Sunday, June 3, 2007

...the program to kill handicapped children...

is the title that finally emotionally broke me in my journey to read War and Genocide: A Concise History of the Holocaust by Doris L. Bergen. I had to take a breath before barreling into it, but then came to a complete halt after finishing the opening paragraph:

Like Jews in Germany, people deemed handicapped also experienced the open Nazi aggression of 1938-1939. Hitler and other proponents of so-called racial
purification would have to wait for the cover provided by war to implement
murder on a mass scale, but by 1939 they felt confident enough to take steps in
that direction. They began with the most defenseless segment of an already
vulnerable group: the children.
And there you have it. That's where I finally let loose. A gentle, elderly man sat next to me on the plane and finally leaned over to ask if I was okay. He took out a handkerchief, handed it to me, and patted my leg. I could only show him the book's cover and he understood.

Probably one of the worst thoughts that comes from this is the fact that to a decade of children born in the late 1920's and into the 1930's, the normalization of Nazi power coincided with their child development...so these acts were normal to an "Aryan" child. So if a handicapped child in the neighborhood disappeared from his home to never return...that was normal. When grandpa, who fell to Alzheimer's and was being cared for by his children and grandchildren in their home disappeared, that was normal. When a van drove down the street with "Kaiser's Coffee" emblazoned down the sides and girls outside jumping rope would make jokes about "they are coming to pick you up to die", that was normal. (And just so you know, the back of the Kaiser's Coffee van was full of poisonous gasses that killed the lucky ones who got a free ride.)

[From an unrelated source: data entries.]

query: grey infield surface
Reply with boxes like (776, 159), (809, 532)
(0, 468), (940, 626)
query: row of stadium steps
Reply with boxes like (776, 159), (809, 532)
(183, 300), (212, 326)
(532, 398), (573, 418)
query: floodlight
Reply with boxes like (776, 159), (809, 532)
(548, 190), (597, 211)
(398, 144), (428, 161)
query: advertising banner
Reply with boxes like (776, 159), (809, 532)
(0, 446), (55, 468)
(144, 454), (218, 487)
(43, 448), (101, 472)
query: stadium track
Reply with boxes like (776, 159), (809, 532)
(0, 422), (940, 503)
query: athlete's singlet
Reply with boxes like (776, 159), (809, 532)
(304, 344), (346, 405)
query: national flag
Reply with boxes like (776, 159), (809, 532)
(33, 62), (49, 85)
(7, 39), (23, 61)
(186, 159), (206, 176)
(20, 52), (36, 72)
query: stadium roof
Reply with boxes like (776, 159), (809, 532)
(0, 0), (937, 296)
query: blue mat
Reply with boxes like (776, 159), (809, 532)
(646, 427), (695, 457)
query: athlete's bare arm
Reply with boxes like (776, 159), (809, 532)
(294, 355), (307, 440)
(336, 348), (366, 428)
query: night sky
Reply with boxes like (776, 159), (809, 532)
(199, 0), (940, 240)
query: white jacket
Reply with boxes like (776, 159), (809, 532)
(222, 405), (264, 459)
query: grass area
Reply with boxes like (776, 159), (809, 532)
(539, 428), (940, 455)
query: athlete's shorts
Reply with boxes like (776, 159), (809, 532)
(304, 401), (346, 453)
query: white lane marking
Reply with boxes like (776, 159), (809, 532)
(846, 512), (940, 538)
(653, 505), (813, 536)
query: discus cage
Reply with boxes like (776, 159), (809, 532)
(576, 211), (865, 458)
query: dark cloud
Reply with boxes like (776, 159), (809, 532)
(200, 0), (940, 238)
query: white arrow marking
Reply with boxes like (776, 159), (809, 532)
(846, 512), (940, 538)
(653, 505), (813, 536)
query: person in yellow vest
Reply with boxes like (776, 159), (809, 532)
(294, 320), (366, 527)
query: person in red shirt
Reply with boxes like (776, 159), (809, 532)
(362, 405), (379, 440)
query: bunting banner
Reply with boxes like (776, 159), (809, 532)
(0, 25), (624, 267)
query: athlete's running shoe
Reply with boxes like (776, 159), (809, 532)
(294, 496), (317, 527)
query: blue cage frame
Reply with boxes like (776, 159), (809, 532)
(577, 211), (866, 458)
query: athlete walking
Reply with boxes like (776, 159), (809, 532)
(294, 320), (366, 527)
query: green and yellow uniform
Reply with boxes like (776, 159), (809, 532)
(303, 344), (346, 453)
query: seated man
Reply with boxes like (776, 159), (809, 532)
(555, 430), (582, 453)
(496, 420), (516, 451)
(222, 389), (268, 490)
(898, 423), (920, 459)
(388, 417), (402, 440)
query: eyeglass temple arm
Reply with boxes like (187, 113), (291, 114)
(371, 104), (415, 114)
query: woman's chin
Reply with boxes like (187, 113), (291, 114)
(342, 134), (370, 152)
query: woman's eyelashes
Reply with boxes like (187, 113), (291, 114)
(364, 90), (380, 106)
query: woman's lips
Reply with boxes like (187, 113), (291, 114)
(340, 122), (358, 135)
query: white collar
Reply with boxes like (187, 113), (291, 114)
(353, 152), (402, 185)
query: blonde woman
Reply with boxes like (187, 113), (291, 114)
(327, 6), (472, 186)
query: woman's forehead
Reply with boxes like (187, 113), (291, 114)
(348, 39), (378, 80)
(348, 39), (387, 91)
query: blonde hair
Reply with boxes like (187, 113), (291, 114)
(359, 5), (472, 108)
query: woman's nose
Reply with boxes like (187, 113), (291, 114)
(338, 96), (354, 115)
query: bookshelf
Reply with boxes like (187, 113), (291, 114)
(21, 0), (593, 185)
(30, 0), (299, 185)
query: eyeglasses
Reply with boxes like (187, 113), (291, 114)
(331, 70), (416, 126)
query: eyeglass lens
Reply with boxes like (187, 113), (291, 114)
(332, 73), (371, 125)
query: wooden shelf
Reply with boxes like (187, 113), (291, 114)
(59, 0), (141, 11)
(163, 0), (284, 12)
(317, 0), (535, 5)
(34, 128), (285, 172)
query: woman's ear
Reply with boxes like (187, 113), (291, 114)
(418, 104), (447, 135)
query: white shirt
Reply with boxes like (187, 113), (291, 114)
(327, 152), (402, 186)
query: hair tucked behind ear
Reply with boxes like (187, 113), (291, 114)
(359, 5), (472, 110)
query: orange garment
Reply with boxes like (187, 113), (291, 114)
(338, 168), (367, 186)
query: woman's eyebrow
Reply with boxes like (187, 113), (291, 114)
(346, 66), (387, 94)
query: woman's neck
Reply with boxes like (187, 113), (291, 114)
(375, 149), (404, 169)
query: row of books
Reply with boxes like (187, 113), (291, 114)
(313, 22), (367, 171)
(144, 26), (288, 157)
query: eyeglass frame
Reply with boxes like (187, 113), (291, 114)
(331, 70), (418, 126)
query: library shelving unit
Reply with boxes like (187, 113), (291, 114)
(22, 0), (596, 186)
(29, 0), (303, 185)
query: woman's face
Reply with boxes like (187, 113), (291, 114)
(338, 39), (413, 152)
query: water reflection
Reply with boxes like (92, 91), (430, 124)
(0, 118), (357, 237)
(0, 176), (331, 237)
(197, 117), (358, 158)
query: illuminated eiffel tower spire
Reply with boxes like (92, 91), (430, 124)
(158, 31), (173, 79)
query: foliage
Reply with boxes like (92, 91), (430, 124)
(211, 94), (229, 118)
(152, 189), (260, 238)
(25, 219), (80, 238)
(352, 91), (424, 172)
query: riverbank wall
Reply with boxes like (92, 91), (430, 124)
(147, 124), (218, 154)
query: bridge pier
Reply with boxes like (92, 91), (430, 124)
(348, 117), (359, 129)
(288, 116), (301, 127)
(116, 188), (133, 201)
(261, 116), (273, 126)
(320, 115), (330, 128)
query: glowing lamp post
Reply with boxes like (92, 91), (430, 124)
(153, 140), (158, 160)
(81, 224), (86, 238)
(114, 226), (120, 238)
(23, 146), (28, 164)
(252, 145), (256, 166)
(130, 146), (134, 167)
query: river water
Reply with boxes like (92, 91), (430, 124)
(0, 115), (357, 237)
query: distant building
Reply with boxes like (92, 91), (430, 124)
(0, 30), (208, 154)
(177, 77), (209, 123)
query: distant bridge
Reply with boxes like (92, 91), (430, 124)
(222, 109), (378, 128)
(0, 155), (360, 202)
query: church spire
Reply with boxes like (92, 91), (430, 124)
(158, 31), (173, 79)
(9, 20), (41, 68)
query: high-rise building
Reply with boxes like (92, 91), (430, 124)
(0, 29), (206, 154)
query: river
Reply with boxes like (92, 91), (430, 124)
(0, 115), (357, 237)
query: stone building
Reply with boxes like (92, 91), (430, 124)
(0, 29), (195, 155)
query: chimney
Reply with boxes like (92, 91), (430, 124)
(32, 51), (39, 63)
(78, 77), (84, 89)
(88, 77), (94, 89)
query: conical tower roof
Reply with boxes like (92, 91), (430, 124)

I'm not quite finished with the book. I still have a chapter titled The Peak Killing Years to get through.

For now, I am sick and upset and although I have known about this my entire life (like studying the history of the Holocaust was normal to me in school) this book has been so insightful for me. Especially in regards to human nature and Hitler's tactics. He carefully plotted to pit people against each other, and he used natural human weaknesses that every one of us has succumbed to at some point or another in our lives to his advantage.

There are points of light in these moments of disparity, but they are individual...not on the mass scale that Hitler offered up his claim for Race and Space. But the Holocaust Museum in Israel offers up a memorial and lists names of those who found it in themselves to help the weak and vulnerable. They are known as "the righteous among nations."

So, in the midst of this book, I've questioned myself several times. Where do I go from here? What information do I take and what do I do with it? Of the notes I've jotted down in the book itself, I know I want my students to decide what is normal for them...and possibly debate this. I was troubled by the voyage of the ship Saint Louis, who brought fleeing immigrants to Cuba and were then denied entry there...and every port north of there along the Atlantic seacoast. I know, that current immigration laws weigh heavy with me and I want my students to know the impact they could have. And, of course, there's Darfur and Sudan...there's so much we can study and discuss. And there's so much my students can learn about themselves in hopes that if, ever presented in a situation where the weak and vulnerable are being taunted and abused, they will stand up and be known as part of "the righteous among nations."